# Mission Mode gets added to CTGP-7 on Mario Kart 7's 10th anniversary



## LightBeam (Dec 1, 2021)

Missions were actually really cool in MKDS. A bit surprised they never implemented that in any other game so that's a nice thing to have in MK7


----------



## Osakasan (Dec 1, 2021)

LightBeam said:


> Missions were actually really cool in MKDS. A bit surprised they never implemented that in any other game so that's a nice thing to have in MK7


They implemented a variant on Mario Kart Wii where you had to download missions twice in a month.


----------



## westwood (Dec 1, 2021)

So will this be fully compatible with Citra ?


----------



## PabloMK7 (Dec 1, 2021)

westwood said:


> So will this be fully compatible with Citra ?

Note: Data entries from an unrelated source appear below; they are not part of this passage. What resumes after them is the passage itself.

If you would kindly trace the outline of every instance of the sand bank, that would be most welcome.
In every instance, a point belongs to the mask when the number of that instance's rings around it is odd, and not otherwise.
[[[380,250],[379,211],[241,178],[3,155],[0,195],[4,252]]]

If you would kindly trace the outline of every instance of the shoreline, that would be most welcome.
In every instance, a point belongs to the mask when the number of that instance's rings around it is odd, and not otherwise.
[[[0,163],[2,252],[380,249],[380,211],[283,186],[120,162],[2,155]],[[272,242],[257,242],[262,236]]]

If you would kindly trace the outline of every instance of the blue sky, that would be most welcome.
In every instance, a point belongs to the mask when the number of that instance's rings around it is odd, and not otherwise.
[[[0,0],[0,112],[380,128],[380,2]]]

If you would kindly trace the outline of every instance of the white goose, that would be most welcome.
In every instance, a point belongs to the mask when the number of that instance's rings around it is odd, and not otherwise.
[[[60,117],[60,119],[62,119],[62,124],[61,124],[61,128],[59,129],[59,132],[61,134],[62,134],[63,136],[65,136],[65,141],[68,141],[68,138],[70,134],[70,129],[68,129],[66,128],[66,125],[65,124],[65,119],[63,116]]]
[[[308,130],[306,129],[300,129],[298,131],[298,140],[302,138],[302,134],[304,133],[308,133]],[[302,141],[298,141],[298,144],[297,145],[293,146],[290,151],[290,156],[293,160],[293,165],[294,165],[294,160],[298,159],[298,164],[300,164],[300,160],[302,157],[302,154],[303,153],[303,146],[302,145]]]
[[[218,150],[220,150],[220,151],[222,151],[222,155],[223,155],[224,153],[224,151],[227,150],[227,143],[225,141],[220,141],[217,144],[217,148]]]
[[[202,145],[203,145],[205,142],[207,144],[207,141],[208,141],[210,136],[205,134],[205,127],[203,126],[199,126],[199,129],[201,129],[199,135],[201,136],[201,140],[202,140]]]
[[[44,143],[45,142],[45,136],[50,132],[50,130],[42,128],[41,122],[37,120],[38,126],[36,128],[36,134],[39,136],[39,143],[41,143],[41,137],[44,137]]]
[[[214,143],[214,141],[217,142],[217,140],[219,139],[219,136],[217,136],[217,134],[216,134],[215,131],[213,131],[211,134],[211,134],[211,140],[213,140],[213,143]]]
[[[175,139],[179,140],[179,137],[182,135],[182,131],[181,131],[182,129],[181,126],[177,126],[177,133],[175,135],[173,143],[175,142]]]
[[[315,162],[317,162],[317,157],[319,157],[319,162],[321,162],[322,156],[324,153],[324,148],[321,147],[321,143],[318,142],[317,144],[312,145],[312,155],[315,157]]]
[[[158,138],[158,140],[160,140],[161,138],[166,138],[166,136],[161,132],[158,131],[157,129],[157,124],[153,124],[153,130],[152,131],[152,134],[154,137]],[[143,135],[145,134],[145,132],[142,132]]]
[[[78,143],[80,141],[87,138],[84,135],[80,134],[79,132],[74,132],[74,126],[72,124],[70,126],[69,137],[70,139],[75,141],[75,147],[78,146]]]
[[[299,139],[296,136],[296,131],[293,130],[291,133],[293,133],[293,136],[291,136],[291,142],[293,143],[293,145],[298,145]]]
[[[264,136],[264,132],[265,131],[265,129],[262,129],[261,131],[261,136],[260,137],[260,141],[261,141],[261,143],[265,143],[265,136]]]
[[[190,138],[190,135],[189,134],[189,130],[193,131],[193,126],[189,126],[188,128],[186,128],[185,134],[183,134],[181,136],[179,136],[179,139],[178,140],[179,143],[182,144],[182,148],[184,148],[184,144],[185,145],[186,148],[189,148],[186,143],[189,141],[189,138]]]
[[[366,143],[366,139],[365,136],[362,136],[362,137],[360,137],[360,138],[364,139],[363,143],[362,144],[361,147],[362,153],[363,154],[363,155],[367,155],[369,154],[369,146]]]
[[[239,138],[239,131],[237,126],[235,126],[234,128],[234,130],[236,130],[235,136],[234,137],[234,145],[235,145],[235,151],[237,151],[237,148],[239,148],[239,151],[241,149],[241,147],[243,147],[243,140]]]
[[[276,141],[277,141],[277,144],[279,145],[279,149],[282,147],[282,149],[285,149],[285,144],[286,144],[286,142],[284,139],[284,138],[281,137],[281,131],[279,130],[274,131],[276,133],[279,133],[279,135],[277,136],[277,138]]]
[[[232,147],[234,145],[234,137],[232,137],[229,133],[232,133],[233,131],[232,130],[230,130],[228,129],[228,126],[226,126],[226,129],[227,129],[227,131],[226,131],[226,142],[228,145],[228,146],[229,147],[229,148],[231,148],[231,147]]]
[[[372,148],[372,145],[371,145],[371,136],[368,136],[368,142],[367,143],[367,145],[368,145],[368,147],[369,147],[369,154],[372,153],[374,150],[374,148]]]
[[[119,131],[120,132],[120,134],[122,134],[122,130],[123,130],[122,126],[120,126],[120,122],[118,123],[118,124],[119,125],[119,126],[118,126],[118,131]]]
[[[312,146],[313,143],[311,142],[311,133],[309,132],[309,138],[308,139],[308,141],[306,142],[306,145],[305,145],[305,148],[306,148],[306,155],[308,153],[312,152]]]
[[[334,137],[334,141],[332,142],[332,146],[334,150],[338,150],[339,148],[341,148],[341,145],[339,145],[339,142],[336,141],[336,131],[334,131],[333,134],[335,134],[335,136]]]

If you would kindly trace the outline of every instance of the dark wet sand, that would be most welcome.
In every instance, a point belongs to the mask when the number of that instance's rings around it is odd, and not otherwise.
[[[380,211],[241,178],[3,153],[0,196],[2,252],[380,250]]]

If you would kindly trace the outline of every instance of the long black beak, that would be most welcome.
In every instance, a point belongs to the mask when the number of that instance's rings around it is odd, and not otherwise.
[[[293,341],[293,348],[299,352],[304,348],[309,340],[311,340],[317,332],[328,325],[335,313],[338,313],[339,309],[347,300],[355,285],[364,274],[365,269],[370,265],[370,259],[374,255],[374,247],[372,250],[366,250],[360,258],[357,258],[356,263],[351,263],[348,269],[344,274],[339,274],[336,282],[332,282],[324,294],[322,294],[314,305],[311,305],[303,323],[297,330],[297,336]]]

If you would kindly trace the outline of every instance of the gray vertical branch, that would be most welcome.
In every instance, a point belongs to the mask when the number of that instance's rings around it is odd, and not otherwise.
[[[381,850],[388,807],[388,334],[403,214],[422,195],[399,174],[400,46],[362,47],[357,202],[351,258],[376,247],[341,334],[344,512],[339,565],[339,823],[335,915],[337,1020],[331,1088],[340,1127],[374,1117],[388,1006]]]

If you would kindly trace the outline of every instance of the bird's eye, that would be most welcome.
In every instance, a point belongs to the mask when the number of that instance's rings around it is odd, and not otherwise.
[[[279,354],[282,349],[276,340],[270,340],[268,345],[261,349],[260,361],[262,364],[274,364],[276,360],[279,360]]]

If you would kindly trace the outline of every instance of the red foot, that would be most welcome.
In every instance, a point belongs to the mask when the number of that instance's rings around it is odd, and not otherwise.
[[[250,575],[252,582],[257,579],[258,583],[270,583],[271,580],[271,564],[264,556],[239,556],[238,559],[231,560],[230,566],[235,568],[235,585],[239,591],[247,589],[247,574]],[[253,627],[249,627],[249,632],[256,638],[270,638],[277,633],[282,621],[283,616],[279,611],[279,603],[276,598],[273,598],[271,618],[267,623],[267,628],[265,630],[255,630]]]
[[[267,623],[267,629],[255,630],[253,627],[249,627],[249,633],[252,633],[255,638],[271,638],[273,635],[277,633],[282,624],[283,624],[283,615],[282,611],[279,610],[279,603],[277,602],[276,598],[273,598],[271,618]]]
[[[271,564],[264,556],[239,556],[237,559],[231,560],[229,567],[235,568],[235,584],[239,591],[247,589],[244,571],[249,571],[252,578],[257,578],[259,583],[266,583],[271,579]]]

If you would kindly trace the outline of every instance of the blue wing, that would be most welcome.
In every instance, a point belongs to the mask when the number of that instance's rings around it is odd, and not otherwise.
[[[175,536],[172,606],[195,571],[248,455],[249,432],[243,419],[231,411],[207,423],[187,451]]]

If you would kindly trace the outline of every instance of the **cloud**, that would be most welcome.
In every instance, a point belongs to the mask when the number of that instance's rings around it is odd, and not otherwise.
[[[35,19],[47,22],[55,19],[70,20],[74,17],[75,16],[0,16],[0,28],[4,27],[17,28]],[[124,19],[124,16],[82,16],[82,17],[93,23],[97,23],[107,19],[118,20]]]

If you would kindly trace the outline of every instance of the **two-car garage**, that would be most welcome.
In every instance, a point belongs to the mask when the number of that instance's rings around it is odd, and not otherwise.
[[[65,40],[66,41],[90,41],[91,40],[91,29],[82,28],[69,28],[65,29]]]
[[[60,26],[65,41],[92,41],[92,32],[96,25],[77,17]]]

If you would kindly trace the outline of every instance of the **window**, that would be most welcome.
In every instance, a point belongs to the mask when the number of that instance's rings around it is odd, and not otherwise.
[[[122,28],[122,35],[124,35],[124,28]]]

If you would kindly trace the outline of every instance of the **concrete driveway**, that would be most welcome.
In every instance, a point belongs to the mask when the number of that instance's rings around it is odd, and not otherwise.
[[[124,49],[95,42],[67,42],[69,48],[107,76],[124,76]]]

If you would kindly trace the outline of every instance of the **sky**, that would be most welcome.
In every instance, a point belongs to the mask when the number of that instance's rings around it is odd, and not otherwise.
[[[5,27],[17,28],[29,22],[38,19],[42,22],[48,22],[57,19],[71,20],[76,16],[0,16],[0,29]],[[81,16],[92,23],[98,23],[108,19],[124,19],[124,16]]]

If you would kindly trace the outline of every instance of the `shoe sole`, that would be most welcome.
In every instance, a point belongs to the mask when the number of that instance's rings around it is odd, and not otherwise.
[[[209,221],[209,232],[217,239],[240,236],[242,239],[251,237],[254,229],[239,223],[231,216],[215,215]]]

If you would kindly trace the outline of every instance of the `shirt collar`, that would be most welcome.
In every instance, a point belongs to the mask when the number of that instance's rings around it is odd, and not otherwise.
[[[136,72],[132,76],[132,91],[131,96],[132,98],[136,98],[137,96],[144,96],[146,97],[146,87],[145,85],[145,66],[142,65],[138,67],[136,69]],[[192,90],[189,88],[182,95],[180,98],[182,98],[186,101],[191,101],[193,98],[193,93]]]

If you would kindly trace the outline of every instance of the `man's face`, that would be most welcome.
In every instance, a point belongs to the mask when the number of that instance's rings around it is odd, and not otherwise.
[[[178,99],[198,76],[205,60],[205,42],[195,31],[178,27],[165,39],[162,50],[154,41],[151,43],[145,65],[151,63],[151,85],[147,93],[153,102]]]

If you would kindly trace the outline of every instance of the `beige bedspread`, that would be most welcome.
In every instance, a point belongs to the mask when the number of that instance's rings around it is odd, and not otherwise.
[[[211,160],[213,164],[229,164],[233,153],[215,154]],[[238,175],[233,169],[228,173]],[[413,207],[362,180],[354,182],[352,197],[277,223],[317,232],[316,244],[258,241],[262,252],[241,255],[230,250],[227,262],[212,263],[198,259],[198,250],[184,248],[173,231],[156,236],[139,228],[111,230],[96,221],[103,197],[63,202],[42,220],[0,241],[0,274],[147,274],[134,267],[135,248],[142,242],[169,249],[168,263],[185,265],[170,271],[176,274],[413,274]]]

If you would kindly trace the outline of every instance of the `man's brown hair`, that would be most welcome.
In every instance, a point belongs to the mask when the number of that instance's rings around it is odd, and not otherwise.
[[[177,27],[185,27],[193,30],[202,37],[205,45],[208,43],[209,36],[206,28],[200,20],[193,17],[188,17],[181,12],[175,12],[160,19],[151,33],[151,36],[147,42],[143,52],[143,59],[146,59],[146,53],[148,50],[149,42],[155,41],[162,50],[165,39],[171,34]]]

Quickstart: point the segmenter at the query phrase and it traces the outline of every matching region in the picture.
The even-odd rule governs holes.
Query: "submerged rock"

The full version of CTGP-7 only works on real console.


----------



## AdenTheThird (Dec 1, 2021)

This is incredible! Following this mod from when it was just a teeny beta to this incredible community-made behemoth of courses, custom characters, and features, has been an absolute joy. HUGE THANK YOU to all devs of CTGP-7 and especially @PabloMK7 !!!


----------



## Lostbhoy (Dec 1, 2021)

Wow this is so cool! I loved the missions on DS this is a fantastic early Christmas present!

Massive thanks to the devs involved in this project!


----------



## MikaDubbz (Dec 1, 2021)

Damn this is awesome, I'm always amazed when entire new modes are added into a game from the modding community. Gives me hope that one day maybe someone will add multiplayer Smash Run into Ultimate, that'd be so amazing.


----------



## Frankbel (Dec 1, 2021)

It seems much better than the original game. I have to try this out.


----------



## WG481 (Dec 1, 2021)

*Let's fetching go*


----------



## 1B51004 (Dec 1, 2021)

Happy 10th Mario Kart 7, and thank you CTGP-7 team!


----------



## FanNintendo (Dec 1, 2021)

wow i didnt know it was 10 years  im so thankful to have it on my New 3DSXL couple years ago and still loving it with no issues also still playable online. CTGP-7 ROCKS!


----------



## Something whatever (Dec 1, 2021)

time to dust off my old NEW 3ds


----------



## Homlet (Dec 1, 2021)

PabloMK7 said:


> It was December 1st 2011 when Mario Kart 7


----------



## DudderButter (Dec 2, 2021)

This is so neat! Imagine CTGPR for MKWii getting a major update as well!


----------



## raxadian (Dec 2, 2021)

This is awesome.


----------



## ixo (Dec 2, 2021)

Can’t wait!


----------



## Ampersound (Dec 2, 2021)

I have never played the mod before, but i might take the plunge when missions release.
Always enjoyed them in MKDS.


----------



## Bladexdsl (Dec 2, 2021)

amazed this hasn't beeen DMCA'D 'd yet they pretty much did it to every other mod.


----------



## Unia4L (Dec 2, 2021)

Hats off to the CTGP-7 team and contributors. My favorite Mario Kart game might need to be played on December 4th at 5pm


----------



## Stefano_Lassandro (Dec 6, 2021)

That's truly amazing work!


----------



## FanNintendo (Dec 12, 2021)

Nice features and  added more tracks  2 from Diddy Kong Racing tracks  and 6 more new tracks


----------